Once, when a student said to the late Henri Nouwen that spending time in his presence felt like being in the very presence of Jesus, Nouwen tenderly replied: “That’s because the Christ in you recognizes the Christ in me.”

That’s it right there. That’s what I experienced at St. Phillip’s and Andrew’s Cathedral, in the city of Mukono, among God’s people there and in the presence of this remarkable young woman:

The Christ in her recognized the Christ in me.

We have a word for an experience like this: theophany.

And leaving the sanctuary that day, getting on the plane and returning home, I couldn’t help but feel my face flushed, perhaps aglow, and my heart quickened and a bit more alive, the joyous words of the women who returned from the tomb on the first Easter morn resonating in my soul: “We have seen the Lord!”


Brian Keepers

Brian Keepers is the lead pastor of Trinity Reformed Church in Orange City, Iowa.

11 Comments

  • Ed Starkenburg says:

    Thanks for sharing this powerful experience with us!

  • John Kleinheksel says:

    Wow, Brian,
    The Christ in her; and the Christ is you.
    YES. Thank you for sharing this true and powerful encounter.

  • Gloria J McCanna says:

    Beautiful.

  • Henry Baron says:

    So memorable for you and now memorable for us too – a holy memory!
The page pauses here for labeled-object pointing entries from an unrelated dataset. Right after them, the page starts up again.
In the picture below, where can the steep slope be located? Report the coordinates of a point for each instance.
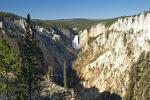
(115, 58)
(55, 45)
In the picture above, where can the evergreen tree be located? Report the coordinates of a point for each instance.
(29, 55)
(9, 70)
(65, 75)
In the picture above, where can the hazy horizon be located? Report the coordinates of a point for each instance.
(73, 9)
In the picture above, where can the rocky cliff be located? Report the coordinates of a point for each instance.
(116, 58)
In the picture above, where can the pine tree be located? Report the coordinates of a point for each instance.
(9, 70)
(65, 75)
(29, 55)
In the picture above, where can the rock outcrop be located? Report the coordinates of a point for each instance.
(109, 54)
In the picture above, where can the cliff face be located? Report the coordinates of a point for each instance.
(109, 54)
(55, 45)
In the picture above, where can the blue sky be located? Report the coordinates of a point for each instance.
(62, 9)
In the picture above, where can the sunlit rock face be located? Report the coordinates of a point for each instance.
(75, 42)
(107, 60)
Thank you!

  • Al Schipper says:

    Such an interesting Reformed Journal day. In the Reformed Journal a lament re justice and segregation in our education systems at home while the Reformed Journal Blog celebrates joy-filled worship over there, far from home. The contrasting irony is delicious …. and insightful … and challenging.

  • Roger Lefers says:

    How up lifting, exciting and heavenly reading this!

  • Mary Swier says:

    Oh, I felt it in your words! Christ gives us these tiny glimpses of heaven so we can be, just for an instant, transported and revived to keep on, keeping on!

  • Joyce and Wes Kiel says:

    Ah Brian. So uplifting. You followed the Spirit’s leading to unsegregate yourself and in so doing met “*Christ in the Breadline” Thank you for sharing so vividly.

    *see Fritz Eichenberg artwork.

    PS I agree with Al about the irony of the two RJ blogs today.

  • Pam Adams says:

    Brian, I had several similar experiences on my trip to Ethiopia. I have also heard the same reaction of others to travel to a different country in Africa. This humbles me when I see the grace of God on the poor and humble creators of our Lord. What is he telling us?

  • Norma says:

    Beautiful Brian. Wish I had been there, but then, you took me along with your writing.

  • Christopher Poest says:

    Thanks for bringing us along so powerfully to Mukono.